You can even choose your boarder's gear and clothes if such frippery interests you - and then, mercifully, it's into the game.
As ever, the point is points - in essence, pull tricks to earn high scores, with risky or particularly aesthetically accomplished moves earning fittingly higher scores.
There are also pipes and logs on which to grind, as well as special areas where photographers will gather to watch you throwing shapes. There are other goals, like pulling off a specific amount or type of moves - and the completion of each goal is rewarded with another new area to master.
It's difficult to over-emphasize the sense of enraged injustice you will feel upon masterfully clocking up the points in appropriately insouciant fashion, balancing your grinding boarder with all the poise of a young Jack Klugman, only to fall flat on your monkey-face and watch your every last point evaporate cruelly into the ether just 'cos you got a bit cocky toward the end there. Like all the best snowboarding games, Amped 2 is maddening - yet majestic.
A momentary lapse of judgement is enough to send your boarder into a downward spiral of humiliating and shambolic attempts to traverse, yet it's also comparatively easy to pick up the necessary skills in order to continue.
Even though you'll foul things up on occasion, the need to play remains - Amped 2 has that one-more-go factor in spades.
And indeed, once you begin to master the game's simple but infinitely enjoyable control system, there's really no-one to blame for your tumbles but your own foolish urge to squeeze one more spin out of a jump, or continue to grind for just fractionally too long.

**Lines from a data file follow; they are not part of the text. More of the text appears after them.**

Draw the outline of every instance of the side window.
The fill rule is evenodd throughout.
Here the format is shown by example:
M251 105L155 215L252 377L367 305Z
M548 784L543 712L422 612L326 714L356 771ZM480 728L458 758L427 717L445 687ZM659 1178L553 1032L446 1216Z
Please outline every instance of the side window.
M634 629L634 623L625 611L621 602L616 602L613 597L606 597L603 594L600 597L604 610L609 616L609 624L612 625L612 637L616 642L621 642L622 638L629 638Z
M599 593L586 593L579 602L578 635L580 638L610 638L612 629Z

Of course, taking risks is all part of the fun, and often it pays off, too. Being repeatedly complimented with the word "sick" makes us feel like we're down with the kids, too. It's more usual for people to say that about us in a derogatory fashion.
With each mountain featuring different routes including special bounus levels where you compete to impress prospective sponsors or cameramen, the title packs as much variety as you could imagine. More importantly, progression never feels like a chore, because there's usually more than one route open to you.
The in-game visuals are fine without being truly astonishing, but it's difficult not to be impressed by the sheer scope of the levels once you see a tracking shot of the mountain.
But Amped 2 is all about the gameplay, and as such, this latest version is a fine alternative to the slightly more rambunctious charms of SSX3.